I don't have any knowledge of neuroscience myself, but I am experimenting with this particular topic and can talk about how I am approaching the problem.
The approach I am using, is to use temporal memory to remember that a certain action in a certain context leads to a negative outcome. In my implementation I have separated the cells which represent actions into a second layer, distinct from the layer which does normal temporal memory on sensory input. And I have separated cells which represent reinforcement (positive or negative) into a third layer, distinct from the other two.
The second layer grows distal connections with cells in the first layer (versus cells in its own layer), and the third layer grows distal connections with cells in the second layer. In this way, the first layer represents the sensory context and predicts future sensory input, second layer represents motor commands in the current context and predicts next motor commands, and third layer represents the current reinforcement and can be used to predict the positivity/ negativity of an action in the current context.
This is certainly different than how it works in neuroscience.

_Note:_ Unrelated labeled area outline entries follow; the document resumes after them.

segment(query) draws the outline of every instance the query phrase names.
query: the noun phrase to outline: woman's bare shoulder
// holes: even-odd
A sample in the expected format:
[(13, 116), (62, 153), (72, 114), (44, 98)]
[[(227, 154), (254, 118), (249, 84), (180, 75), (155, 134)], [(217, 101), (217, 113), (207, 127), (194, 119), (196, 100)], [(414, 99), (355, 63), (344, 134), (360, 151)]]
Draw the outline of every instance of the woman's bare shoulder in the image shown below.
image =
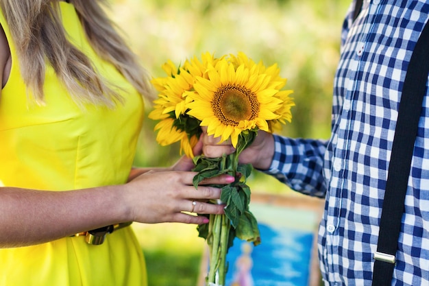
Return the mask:
[(4, 86), (9, 78), (10, 65), (11, 58), (9, 43), (3, 27), (0, 25), (0, 79), (1, 79), (2, 87)]

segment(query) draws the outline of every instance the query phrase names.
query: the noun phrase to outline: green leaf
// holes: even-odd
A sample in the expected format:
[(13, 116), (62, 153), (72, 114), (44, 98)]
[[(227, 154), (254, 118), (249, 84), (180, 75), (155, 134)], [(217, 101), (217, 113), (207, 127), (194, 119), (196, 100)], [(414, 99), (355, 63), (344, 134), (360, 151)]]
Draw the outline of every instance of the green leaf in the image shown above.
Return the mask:
[(240, 191), (245, 195), (245, 204), (247, 206), (246, 209), (247, 209), (249, 204), (250, 204), (250, 195), (252, 193), (250, 187), (243, 182), (237, 184), (236, 187), (239, 188)]
[(231, 220), (231, 224), (235, 228), (238, 225), (238, 222), (240, 222), (240, 217), (241, 216), (241, 213), (240, 210), (237, 208), (235, 204), (232, 202), (232, 200), (230, 202), (230, 204), (225, 208), (225, 214)]
[(250, 211), (246, 211), (243, 214), (235, 230), (236, 237), (240, 239), (252, 241), (254, 246), (260, 243), (258, 222)]
[(198, 237), (207, 239), (208, 236), (208, 224), (199, 224), (197, 226)]
[(243, 150), (249, 147), (256, 138), (258, 128), (251, 130), (245, 130), (238, 135), (238, 142), (237, 143), (236, 153), (240, 154)]
[(231, 191), (231, 200), (241, 214), (245, 210), (245, 204), (243, 200), (243, 195), (236, 188)]
[(241, 173), (244, 178), (244, 182), (246, 182), (246, 180), (249, 176), (252, 174), (252, 171), (253, 171), (254, 167), (252, 164), (240, 164), (237, 167), (237, 171)]
[(235, 189), (234, 187), (230, 185), (224, 186), (222, 188), (222, 193), (221, 193), (221, 200), (226, 204), (228, 207), (231, 200), (231, 192), (233, 189)]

In particular, the only way to make "positivity/ negativity" predictions with the third layer is to manually activate columns representing motor commands in the second layer to predict how good or bad those motor commands might be in the current context. I'm sure neurscience will provide an elegant solution to this problem, but for now this is a relatively simple way to use pure high-order sequence memory to remember how good or bad something is.
If you are not interested in motor commands being part of the system (i.e. if you just want a purely predictive implementation), you could do away with the second layer, and grow distal connections from the third layer to the first layer instead. This would eliminate the most biologically infeasible element of the design, but it could no longer be used to execute actions. It could be quite useful in an anomaly detection system, though, in which the system can not only identify anomalous input, but also learn how "bad" the anomaly is and predict it in the future -- for example, are we about to have minor latency, crippling latency, or is the server about to go down?